Upcoming Linux versions aim for Windows' ease of use
April 23, 1999
by David Orenstein
(IDG) -- Their shots may merely bounce off the walls of Microsoft Corp.'s Windows desktop stronghold. But Caldera Systems Inc. and Corel Corp. are taking dead aim at Redmond's operating-system dominance by emphasizing ease of use and office productivity in their next versions of Linux due later this year.
Users and analysts said that even if the versions fulfill their promise of making Linux — a free variant of Unix — as user-friendly as Windows, they could still take years to challenge Windows. But they praised the efforts as being essential to Linux's struggle to gain wider acceptance.
"This kind of excites me," said Tom Stoddard, a systems administrator in the avionics division at The BFGoodrich Co. in Grand Rapids, Mich. "[Ease of use] is the last frontier. They will start to pick up some users over and above the techies they are getting today."
Stoddard said other avionics department users have begun to ogle his Linux desktop because of its stability, but Linux applications would need to match the broad functionality of Microsoft Office before a switch to Linux would be feasible. Even Stoddard still does his expenses on Excel.
Users at McCall Pattern Co. in Manhattan, Kan., a maker of sewing patterns, wouldn't be able to run Linux desktops without assurance that they could flawlessly port applications built on Microsoft Office, said technical support manager Lynn Newman.
Few companies would run Linux alongside Windows, said George Weiss, an analyst at Gartner Group Inc. in Stamford, Conn. Companies won't save money or gain productivity with Linux if end users also need to license and run Windows for certain tasks.
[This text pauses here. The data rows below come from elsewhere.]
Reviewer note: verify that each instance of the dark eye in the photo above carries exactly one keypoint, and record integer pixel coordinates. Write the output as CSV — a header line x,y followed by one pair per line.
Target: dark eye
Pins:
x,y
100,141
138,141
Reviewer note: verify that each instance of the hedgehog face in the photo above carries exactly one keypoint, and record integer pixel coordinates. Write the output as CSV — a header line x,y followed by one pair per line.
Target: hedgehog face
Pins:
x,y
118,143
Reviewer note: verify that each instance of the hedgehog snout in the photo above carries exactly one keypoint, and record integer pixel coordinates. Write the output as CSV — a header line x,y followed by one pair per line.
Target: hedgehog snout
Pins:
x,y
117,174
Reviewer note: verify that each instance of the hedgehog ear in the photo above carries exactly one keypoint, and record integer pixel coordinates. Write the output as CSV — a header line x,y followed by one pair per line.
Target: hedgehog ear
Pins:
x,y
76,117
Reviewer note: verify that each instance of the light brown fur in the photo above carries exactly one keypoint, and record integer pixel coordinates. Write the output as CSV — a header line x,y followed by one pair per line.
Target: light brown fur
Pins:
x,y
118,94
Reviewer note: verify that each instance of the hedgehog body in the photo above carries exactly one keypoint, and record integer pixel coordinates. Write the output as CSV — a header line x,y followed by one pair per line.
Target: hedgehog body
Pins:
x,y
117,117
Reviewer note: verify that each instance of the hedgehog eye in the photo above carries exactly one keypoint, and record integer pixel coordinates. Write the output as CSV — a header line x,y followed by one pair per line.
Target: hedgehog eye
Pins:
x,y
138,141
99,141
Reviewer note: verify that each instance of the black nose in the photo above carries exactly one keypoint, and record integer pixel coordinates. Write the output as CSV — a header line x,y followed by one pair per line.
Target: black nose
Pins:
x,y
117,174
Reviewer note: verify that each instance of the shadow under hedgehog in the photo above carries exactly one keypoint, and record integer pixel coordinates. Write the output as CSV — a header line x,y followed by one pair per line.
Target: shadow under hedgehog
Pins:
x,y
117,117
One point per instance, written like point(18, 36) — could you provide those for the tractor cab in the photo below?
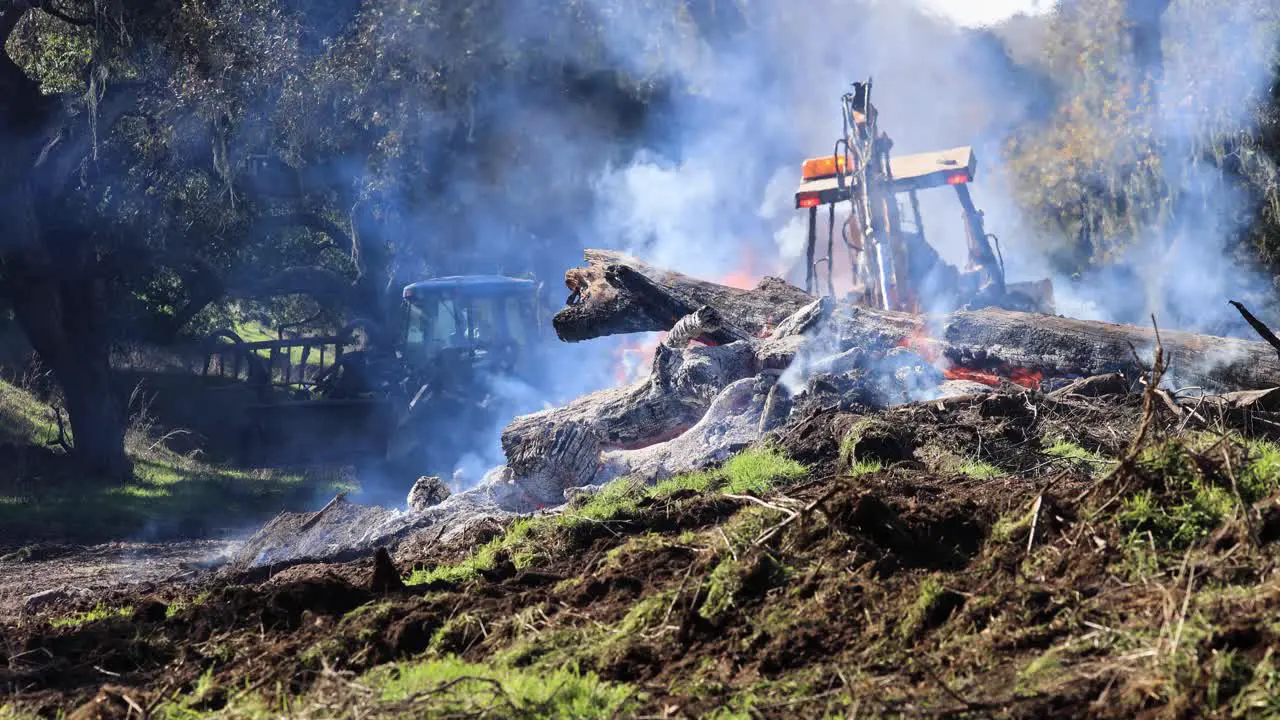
point(892, 264)
point(484, 320)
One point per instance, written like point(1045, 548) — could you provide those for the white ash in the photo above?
point(730, 425)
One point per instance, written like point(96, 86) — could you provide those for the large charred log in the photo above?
point(617, 295)
point(621, 295)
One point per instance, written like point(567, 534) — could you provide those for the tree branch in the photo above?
point(325, 286)
point(306, 220)
point(48, 5)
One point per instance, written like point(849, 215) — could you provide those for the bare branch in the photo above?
point(48, 5)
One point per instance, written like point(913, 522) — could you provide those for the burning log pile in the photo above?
point(764, 355)
point(739, 365)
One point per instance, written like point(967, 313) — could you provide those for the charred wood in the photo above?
point(618, 295)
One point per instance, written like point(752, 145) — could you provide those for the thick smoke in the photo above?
point(776, 91)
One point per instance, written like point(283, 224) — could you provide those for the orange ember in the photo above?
point(1023, 377)
point(634, 359)
point(922, 345)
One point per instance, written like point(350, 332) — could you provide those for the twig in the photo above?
point(1255, 537)
point(760, 502)
point(1031, 537)
point(764, 537)
point(679, 589)
point(945, 687)
point(135, 706)
point(1258, 327)
point(1182, 619)
point(728, 545)
point(320, 513)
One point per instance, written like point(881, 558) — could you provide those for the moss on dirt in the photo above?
point(906, 592)
point(170, 495)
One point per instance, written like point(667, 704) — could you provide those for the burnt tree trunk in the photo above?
point(617, 295)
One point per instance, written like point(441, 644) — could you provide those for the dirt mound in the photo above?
point(1008, 555)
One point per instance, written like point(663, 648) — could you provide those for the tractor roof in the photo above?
point(469, 285)
point(910, 172)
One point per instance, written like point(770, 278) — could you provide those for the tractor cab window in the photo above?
point(415, 333)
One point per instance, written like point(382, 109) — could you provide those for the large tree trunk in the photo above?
point(44, 270)
point(64, 323)
point(616, 294)
point(622, 295)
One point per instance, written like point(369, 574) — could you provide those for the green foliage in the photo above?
point(1184, 509)
point(978, 469)
point(754, 470)
point(865, 468)
point(167, 487)
point(1096, 464)
point(462, 688)
point(927, 602)
point(99, 613)
point(1102, 171)
point(722, 586)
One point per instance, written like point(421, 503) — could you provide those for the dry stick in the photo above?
point(320, 513)
point(764, 537)
point(1182, 619)
point(1148, 413)
point(1031, 537)
point(760, 502)
point(1258, 327)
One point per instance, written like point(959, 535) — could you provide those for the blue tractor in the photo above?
point(402, 400)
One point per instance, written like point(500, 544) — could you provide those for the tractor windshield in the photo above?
point(465, 322)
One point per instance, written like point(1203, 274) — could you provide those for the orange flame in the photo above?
point(632, 360)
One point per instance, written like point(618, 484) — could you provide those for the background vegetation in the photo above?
point(179, 167)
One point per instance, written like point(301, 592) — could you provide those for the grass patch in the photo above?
point(933, 605)
point(170, 495)
point(529, 538)
point(978, 470)
point(754, 470)
point(1185, 506)
point(1079, 456)
point(99, 613)
point(176, 607)
point(865, 468)
point(453, 687)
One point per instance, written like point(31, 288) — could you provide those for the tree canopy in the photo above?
point(169, 158)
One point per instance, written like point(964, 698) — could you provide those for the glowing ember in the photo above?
point(926, 347)
point(1023, 377)
point(634, 358)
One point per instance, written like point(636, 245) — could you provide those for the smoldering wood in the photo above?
point(622, 295)
point(616, 295)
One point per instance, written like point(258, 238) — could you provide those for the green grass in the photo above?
point(929, 595)
point(24, 419)
point(176, 607)
point(456, 687)
point(99, 613)
point(1079, 456)
point(1188, 506)
point(257, 332)
point(170, 493)
point(754, 470)
point(978, 469)
point(865, 468)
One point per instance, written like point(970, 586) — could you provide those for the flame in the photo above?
point(927, 347)
point(632, 359)
point(746, 276)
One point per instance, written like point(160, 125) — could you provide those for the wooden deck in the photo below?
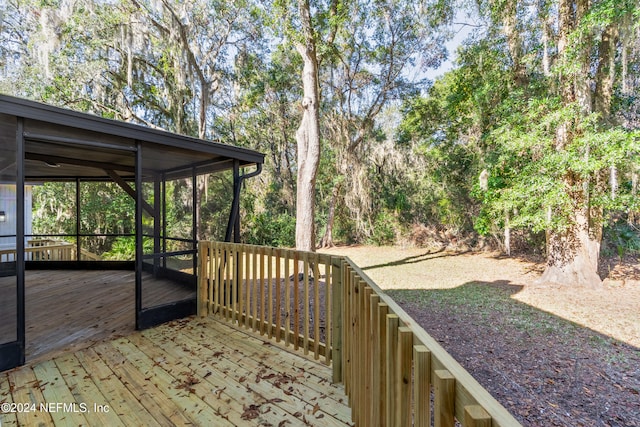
point(70, 309)
point(189, 372)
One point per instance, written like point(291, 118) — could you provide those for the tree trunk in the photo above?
point(572, 254)
point(308, 135)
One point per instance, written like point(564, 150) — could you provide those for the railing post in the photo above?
point(203, 282)
point(338, 318)
point(444, 390)
point(403, 377)
point(374, 352)
point(422, 386)
point(392, 363)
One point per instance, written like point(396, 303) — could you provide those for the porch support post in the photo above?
point(78, 221)
point(20, 256)
point(233, 226)
point(156, 221)
point(139, 251)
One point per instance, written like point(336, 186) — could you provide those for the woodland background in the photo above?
point(530, 143)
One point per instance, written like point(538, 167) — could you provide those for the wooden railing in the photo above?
point(390, 367)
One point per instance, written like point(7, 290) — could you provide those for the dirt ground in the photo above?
point(552, 355)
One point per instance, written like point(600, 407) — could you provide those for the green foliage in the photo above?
point(621, 238)
point(386, 228)
point(271, 230)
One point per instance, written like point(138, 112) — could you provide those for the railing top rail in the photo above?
point(291, 253)
point(467, 386)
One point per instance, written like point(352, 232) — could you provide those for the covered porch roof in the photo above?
point(63, 144)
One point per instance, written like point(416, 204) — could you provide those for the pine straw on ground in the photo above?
point(553, 356)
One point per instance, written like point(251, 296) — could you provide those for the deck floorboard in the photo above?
point(187, 372)
point(67, 310)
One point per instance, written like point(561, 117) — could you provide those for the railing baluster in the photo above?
point(235, 286)
point(385, 367)
point(247, 286)
point(287, 300)
point(212, 277)
point(403, 377)
point(422, 386)
point(329, 307)
point(316, 308)
point(278, 298)
point(305, 258)
point(255, 289)
point(227, 287)
point(296, 302)
point(262, 302)
point(374, 300)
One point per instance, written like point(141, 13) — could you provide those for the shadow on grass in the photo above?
point(415, 259)
point(545, 369)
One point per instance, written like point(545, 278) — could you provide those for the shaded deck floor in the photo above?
point(188, 372)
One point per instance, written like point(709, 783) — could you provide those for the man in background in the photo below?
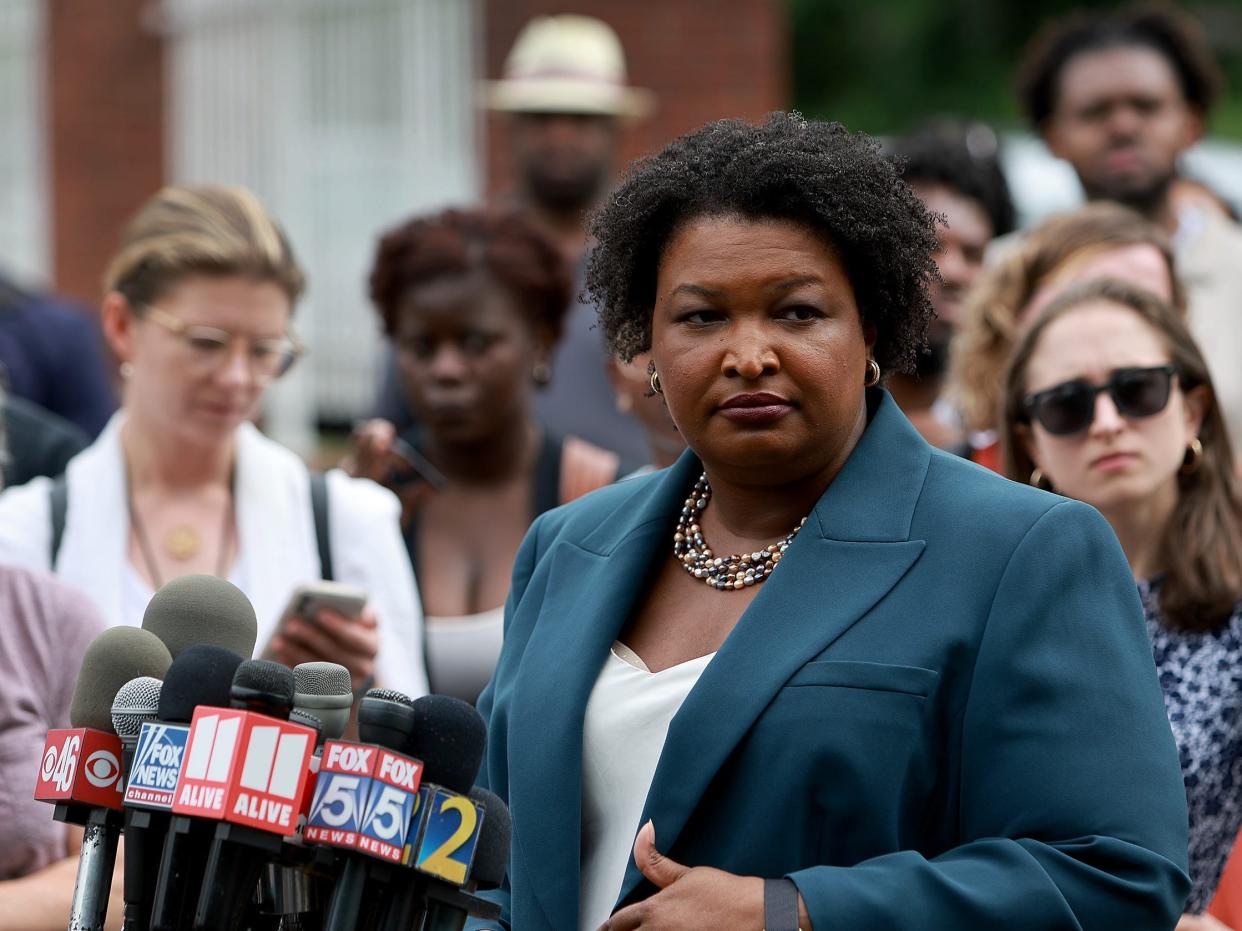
point(955, 173)
point(52, 355)
point(565, 97)
point(1122, 97)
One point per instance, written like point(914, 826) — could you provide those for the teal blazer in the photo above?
point(940, 711)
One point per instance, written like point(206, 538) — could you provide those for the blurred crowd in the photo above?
point(1097, 354)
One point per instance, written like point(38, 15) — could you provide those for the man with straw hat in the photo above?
point(564, 88)
point(565, 94)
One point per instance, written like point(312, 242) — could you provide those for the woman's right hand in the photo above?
point(1201, 922)
point(370, 454)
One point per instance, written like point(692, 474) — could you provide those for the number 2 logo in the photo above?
point(450, 857)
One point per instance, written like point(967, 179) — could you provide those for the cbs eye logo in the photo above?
point(102, 769)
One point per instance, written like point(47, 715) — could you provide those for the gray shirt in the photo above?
point(45, 627)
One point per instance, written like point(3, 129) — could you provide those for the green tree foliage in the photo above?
point(888, 65)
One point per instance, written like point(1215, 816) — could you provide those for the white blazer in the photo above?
point(276, 541)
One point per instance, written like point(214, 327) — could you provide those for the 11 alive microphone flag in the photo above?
point(95, 782)
point(244, 767)
point(364, 800)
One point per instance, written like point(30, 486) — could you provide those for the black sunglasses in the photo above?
point(1069, 407)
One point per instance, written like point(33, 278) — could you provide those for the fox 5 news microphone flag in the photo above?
point(364, 800)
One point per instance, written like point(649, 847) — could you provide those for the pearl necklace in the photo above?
point(722, 572)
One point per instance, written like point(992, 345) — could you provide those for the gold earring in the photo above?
point(872, 374)
point(1194, 457)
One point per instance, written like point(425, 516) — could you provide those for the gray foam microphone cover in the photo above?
point(113, 658)
point(306, 719)
point(203, 610)
point(327, 692)
point(137, 701)
point(323, 679)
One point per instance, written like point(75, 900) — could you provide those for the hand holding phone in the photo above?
point(328, 622)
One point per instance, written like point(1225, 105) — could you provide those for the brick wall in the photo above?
point(106, 132)
point(704, 60)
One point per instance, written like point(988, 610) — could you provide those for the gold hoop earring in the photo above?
point(872, 374)
point(1194, 457)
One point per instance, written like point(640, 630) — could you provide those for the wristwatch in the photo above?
point(780, 905)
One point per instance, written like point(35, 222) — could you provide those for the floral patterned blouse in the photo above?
point(1201, 678)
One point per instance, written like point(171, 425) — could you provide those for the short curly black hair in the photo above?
point(1165, 30)
point(503, 242)
point(836, 183)
point(945, 157)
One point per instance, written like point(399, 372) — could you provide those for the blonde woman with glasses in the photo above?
point(198, 308)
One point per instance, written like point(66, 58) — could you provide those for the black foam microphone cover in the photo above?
point(113, 658)
point(492, 854)
point(208, 610)
point(448, 737)
point(263, 687)
point(200, 675)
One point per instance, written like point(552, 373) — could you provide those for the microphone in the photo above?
point(245, 767)
point(450, 737)
point(201, 675)
point(324, 690)
point(492, 859)
point(90, 793)
point(364, 798)
point(488, 869)
point(135, 705)
point(203, 610)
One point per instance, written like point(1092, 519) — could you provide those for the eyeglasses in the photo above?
point(1069, 407)
point(209, 345)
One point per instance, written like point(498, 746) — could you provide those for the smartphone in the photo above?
point(308, 598)
point(416, 467)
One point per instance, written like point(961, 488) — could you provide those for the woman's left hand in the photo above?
point(333, 638)
point(691, 898)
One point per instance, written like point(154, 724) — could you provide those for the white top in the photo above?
point(624, 733)
point(462, 652)
point(275, 536)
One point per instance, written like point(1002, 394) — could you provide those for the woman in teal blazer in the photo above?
point(937, 708)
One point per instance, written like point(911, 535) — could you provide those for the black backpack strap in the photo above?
point(60, 500)
point(319, 509)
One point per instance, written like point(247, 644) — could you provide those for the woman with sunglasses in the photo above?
point(1108, 400)
point(198, 308)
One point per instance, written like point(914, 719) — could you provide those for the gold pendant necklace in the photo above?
point(183, 543)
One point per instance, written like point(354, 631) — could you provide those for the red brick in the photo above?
point(106, 130)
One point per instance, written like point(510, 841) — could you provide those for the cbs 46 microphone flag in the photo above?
point(244, 767)
point(81, 765)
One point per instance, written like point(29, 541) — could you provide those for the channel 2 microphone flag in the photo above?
point(244, 767)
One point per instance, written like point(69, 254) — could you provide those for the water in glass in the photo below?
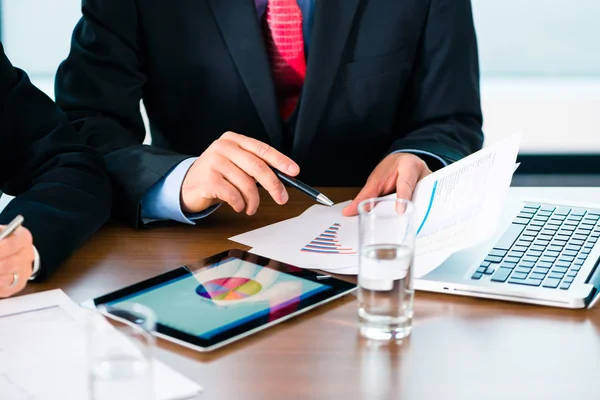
point(386, 295)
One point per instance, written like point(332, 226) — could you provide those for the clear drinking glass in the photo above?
point(386, 248)
point(121, 352)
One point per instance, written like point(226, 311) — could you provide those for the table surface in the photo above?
point(460, 348)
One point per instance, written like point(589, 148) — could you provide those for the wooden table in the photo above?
point(460, 348)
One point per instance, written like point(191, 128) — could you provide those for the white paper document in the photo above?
point(43, 354)
point(455, 208)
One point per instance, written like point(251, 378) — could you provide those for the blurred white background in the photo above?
point(540, 63)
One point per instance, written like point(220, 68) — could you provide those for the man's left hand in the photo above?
point(398, 172)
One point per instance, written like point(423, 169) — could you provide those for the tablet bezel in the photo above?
point(337, 288)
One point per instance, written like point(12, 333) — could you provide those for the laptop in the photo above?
point(541, 253)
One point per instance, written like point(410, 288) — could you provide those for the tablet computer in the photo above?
point(223, 298)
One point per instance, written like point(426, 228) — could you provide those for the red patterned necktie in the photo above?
point(285, 48)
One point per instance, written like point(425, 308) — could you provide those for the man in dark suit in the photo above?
point(352, 91)
point(61, 187)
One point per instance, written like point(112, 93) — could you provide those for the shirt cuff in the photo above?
point(425, 153)
point(162, 201)
point(36, 264)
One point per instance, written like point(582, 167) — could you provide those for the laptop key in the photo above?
point(537, 275)
point(523, 270)
point(541, 270)
point(497, 252)
point(547, 208)
point(544, 264)
point(520, 221)
point(551, 283)
point(509, 237)
point(556, 275)
point(501, 275)
point(525, 215)
point(518, 275)
point(552, 253)
point(495, 259)
point(527, 264)
point(531, 206)
point(528, 282)
point(578, 212)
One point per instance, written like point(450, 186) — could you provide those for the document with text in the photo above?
point(455, 208)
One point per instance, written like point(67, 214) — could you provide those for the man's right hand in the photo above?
point(229, 170)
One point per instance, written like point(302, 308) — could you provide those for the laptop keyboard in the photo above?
point(545, 246)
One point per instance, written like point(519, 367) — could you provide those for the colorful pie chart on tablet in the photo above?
point(228, 289)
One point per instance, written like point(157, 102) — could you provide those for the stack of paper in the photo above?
point(455, 208)
point(43, 352)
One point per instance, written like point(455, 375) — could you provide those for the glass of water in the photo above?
point(120, 348)
point(386, 248)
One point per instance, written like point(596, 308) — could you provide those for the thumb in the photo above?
point(368, 191)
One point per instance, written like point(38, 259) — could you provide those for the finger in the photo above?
point(6, 290)
point(259, 170)
point(368, 191)
point(407, 181)
point(243, 182)
point(21, 264)
point(265, 152)
point(226, 192)
point(19, 239)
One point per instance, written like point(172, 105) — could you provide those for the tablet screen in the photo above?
point(223, 296)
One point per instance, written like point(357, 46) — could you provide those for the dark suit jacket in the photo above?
point(382, 75)
point(62, 189)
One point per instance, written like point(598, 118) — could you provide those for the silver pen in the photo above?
point(11, 227)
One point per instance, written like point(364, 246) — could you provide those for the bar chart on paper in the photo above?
point(327, 243)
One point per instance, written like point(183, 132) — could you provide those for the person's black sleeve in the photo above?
point(60, 185)
point(100, 86)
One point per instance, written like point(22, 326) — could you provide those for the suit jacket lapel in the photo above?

To address those needs, Ottawa-based Corel will likely marry the Windows-like K Desktop Environment graphical user interface with the well-respected, noncommercial Debian version of Linux and its closely associated applications. A beta version of Corel's offering will be available in August. The company will follow up with a full version of its WordPerfect office suite for Linux this fall, including Quattro Pro spreadsheet and Presentations software.
Meanwhile, Orem, Utah-based Caldera will announce Version 2.2 of its OpenLinux, which also uses the K Desktop Environment interface, at Comdex/Spring '99 in Chicago this week. To ease installation, the Version 2.2. CD runs automatically from Windows and includes PowerQuest Corp.'s drive partitioning and boot managing software. OpenLinux 2.2 also includes WordPerfect 8 and StarDivision GmbH's StarOffice.